Functions containing possible or provable UB inside branches

UB along any given path of execution reaches backwards in time to "contaminate" all previous code. But in practice compilers can only take advantage of that rule when they can actually prove that paths of execution lead to compile-time-visible UB. e.g.

int minefield(int x) {
if (x == 3) {
*(char*)nullptr = x/0;
}


return x * 5;
}

The compiler has to make asm that works for all x other than 3, up to the points where x * 5 causes signed-overflow UB at INT_MIN and INT_MAX. If this function is never called with x==3, the program of course contains no UB and must work as written.

We might as well have written if(x == 3) __builtin_unreachable(); in GNU C to tell the compiler that x is definitely not 3.

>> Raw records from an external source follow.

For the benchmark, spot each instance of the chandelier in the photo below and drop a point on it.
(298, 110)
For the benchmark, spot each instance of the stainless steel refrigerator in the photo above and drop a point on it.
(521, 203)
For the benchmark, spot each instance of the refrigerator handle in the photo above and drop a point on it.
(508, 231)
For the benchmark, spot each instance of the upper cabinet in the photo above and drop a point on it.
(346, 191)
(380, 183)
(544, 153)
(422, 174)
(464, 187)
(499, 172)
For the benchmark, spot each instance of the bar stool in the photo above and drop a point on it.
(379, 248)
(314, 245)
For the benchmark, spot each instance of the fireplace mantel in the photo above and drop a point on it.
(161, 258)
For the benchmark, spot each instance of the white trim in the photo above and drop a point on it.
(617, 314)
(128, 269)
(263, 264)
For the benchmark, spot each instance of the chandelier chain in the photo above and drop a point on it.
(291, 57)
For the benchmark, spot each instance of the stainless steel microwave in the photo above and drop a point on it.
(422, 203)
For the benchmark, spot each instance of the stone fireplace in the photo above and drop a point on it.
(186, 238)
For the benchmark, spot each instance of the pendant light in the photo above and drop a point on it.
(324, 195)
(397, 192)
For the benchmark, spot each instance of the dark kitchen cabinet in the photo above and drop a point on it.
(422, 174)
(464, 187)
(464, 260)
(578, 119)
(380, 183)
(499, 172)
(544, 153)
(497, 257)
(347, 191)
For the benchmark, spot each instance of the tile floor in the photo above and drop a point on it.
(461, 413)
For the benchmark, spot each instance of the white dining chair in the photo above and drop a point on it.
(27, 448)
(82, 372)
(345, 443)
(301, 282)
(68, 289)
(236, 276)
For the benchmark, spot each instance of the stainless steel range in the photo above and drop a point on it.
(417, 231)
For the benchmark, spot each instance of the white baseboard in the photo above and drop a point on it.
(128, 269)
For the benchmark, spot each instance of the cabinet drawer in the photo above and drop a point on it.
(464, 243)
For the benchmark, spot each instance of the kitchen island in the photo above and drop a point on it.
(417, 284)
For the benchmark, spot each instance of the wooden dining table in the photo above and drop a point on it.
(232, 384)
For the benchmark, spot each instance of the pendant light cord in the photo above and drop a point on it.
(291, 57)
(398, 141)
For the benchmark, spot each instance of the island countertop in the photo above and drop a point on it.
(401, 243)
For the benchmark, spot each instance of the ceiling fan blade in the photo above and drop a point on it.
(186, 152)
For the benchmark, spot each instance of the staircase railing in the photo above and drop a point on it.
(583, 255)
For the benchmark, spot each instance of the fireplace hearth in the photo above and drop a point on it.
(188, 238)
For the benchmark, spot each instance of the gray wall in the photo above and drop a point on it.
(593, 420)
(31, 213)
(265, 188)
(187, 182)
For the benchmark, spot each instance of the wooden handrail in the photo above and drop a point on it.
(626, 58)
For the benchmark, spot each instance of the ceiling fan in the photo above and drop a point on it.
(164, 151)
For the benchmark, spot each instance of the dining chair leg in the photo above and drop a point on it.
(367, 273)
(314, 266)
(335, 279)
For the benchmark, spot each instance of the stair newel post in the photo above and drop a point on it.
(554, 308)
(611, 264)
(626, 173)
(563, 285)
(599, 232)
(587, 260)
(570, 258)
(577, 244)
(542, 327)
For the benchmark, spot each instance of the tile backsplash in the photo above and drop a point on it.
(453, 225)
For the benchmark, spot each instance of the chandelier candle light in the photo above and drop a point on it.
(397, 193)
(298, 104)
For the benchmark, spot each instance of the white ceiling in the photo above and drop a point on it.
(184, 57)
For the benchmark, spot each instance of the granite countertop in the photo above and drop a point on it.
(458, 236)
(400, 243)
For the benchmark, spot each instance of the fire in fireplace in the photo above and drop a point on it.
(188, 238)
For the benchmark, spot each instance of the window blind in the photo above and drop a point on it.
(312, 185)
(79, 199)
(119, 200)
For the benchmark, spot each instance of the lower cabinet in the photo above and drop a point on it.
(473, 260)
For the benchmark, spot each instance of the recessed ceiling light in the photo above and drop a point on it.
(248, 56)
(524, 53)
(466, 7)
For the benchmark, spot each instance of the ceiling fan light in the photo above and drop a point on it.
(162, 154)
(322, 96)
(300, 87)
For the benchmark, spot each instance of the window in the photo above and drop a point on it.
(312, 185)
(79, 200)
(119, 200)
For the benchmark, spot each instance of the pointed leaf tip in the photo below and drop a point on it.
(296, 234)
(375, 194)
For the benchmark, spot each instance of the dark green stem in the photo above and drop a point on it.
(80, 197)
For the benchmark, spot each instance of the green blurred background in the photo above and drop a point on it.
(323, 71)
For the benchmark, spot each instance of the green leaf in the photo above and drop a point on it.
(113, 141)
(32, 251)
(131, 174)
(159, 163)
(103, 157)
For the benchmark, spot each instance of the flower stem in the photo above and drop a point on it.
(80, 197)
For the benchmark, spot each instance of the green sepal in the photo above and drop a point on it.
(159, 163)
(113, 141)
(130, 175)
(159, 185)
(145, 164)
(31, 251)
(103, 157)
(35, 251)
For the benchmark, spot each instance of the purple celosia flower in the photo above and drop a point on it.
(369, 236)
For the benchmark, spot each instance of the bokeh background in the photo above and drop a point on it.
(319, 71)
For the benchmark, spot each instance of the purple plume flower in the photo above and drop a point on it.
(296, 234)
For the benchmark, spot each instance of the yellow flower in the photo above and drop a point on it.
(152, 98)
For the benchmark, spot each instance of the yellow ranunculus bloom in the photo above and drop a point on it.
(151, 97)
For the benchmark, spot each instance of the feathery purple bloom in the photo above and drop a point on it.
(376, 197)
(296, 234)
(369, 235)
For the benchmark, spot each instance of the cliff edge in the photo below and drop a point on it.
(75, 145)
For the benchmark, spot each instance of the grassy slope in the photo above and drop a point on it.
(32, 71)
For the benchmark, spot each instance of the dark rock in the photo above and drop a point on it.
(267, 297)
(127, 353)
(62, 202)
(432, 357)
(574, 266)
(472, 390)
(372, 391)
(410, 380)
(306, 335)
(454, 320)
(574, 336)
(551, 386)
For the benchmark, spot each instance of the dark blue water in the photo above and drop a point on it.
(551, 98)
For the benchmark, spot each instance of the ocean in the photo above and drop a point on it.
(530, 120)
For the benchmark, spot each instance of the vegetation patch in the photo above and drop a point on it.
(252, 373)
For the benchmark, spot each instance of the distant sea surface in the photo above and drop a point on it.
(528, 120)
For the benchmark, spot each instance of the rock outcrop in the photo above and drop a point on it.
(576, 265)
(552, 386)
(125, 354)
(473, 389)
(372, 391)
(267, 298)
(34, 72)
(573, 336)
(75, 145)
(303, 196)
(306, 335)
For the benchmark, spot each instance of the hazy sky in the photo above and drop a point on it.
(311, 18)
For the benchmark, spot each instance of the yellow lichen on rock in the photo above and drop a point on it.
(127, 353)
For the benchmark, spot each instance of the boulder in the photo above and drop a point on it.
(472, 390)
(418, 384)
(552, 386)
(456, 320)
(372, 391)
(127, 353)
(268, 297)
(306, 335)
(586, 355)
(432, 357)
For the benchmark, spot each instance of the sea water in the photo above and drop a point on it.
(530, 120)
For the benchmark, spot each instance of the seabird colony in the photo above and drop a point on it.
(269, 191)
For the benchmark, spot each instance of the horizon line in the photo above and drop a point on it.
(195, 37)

In practice there's "minefield" code all over the place in normal programs. e.g. any division by an integer promises the compiler that it's non-zero. Any pointer deref promises the compiler that it's non-NULL.

The Standard would impose no requirements upon an implementation's behavior if it encounters #include "'foo'". If compiler writer judges that it would be useful to process include directives of that form (containing the apostrophes within the file name) by running the indicated program with its output directed to a temporary file and then behaving as a #include of that file, then an attempt to process a program containing the above line could run program foo, with whatever consequences result.

Thus, there is in general no limit as to what might happen as a consequence of trying to translate a C program, even if one makes no effort to run it.